Pourquoi sa mission et son mandat ont-ils changé? C'est peut-être l'un des aspects clés sur lesquels devrait se pencher le comité. Quelles sont les conséquences de l'expansion des activités de l'OTAN? En cas de crise humanitaire ou lorsque la sécurité européenne est sérieusement menacée, l'OTAN ne peut pas rester les bras croisés -- en partie pour des raisons d'ordre moral mais surtout pour des raisons tactiques. Si l'OTAN n'est d'aucune utilité dans un conflit comme celui concernant le Kosovo, on pourrait alors se demander quelle est son utilité de toute façon. Si l'on soutient que l'OTAN doit agir parce qu'elle le peut, il s'agit d'une inversion intrigante du dicton voulant que «devrait» signifie «peut». On m'a toujours dit qu'il est impossible d'apprendre moralement à faire quelque chose si vous êtes incapable de le faire. Dans ce cas, l'argument avancé, c'est que l'OTAN peut faire quelque chose et que par conséquent elle doit le faire. C'est donc une version intéressante du dicton initial. Par contre, deux déclarations à première vue parfaitement raisonnables semblent nous amener sur un terrain glissant. La première déclaration, c'est que la paix et la sécurité en Europe sont indivisibles; et la deuxième, c'est que la sécurité de l'OTAN est compromise par les conflits et les crises humanitaires sur sa frontière. L'OTAN, dont le rôle était d'appuyer le maintien de la paix sous l'égide de l'ONU, se trouve donc maintenant dans une situation où elle déclare la guerre au nom de la communauté internationale. Alors qu'auparavant elle garantissait la sécurité européenne, elle se trouve maintenant embourbée dans les conflits qui sévissent dans les Balkans. Cela est en partie attribuable à l'interprétation par l'OTAN de la notion de sécurité collective. C'est une interprétation qui diffère nettement de la perspective classique et interne de «sécurité collective» qu'incarnent des organisations comme l'ONU. Dans la perspective de l'OTAN, la sécurité collective semble signifier que l'insécurité en Europe compromet la sécurité de l'OTAN et que l'OTAN est responsable de la sécurité dans l'ensemble de l'Europe.
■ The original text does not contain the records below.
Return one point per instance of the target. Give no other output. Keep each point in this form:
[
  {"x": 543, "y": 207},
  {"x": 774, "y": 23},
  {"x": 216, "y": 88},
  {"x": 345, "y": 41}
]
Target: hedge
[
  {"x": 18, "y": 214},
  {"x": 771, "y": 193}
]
Une autre question que l'on peut se poser, c'est si l'OTAN doit gagner et pourquoi? Cela a été affirmé dans le contexte de la crise actuelle, mais il y a un aspect plus général. Il s'agit en partie de la crédibilité et de la réputation de l'OTAN, bien que l'expression «doit gagner» nous ramène plutôt à l'époque de la guerre froide. Soyons clairs: l'argument voulant que l'OTAN ne doit pas être perdante n'est pas lié intégralement au sort des minorités ethniques de Yougoslavie. Il est plutôt lié à la crédibilité de la seule organisation considérée comme étant vraiment en mesure d'assurer la sécurité en Europe et aussi à la crédibilité des États-Unis, du Royaume-Uni et ainsi de suite, qui ont tenu un discours assez verbeux contre le régime yougoslave.
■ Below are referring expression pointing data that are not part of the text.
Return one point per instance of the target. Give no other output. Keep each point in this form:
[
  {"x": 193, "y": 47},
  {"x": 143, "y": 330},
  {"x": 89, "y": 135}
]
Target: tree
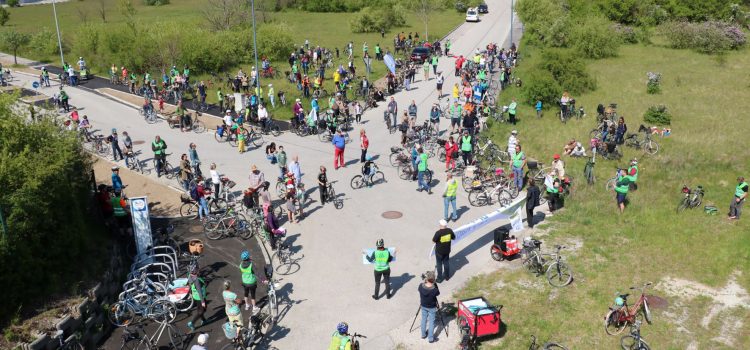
[
  {"x": 13, "y": 40},
  {"x": 224, "y": 14},
  {"x": 4, "y": 16},
  {"x": 423, "y": 9}
]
Il y a également lieu de se poser une autre question: comment doit-on modifier l'orientation de l'OTAN, surtout en ce qui concerne le concept stratégique? Une possibilité consiste à faire en sorte que l'OTAN s'intéresse davantage aux questions d'ordre mondial -- c'est-à-dire que d'une organisation chargée d'assurer la sécurité en Europe, elle devient une organisation au service de la sécurité mondiale, qui réagit aux crises humanitaires et élabore une ligne de conduite cohérente en ce qui concerne le terrorisme international, la contre-prolifération et ainsi de suite. L'avantage, c'est la possibilité d'intervenir en cas de tragédies, y compris de crises humanitaires, ailleurs qu'en Europe, par exemple en Algérie, au Soudan ou ailleurs. Les inconvénients sont évidents. Citons entre autres le fait que l'OTAN se trouverait à s'éloigner encore davantage de sa principale fonction de défense collective et des intérêts vitaux de ses membres, et surtout l'impérialisme implicite de l'OTAN qui ici encore s'occuperait de la sécurité des autres pays à ses propres conditions.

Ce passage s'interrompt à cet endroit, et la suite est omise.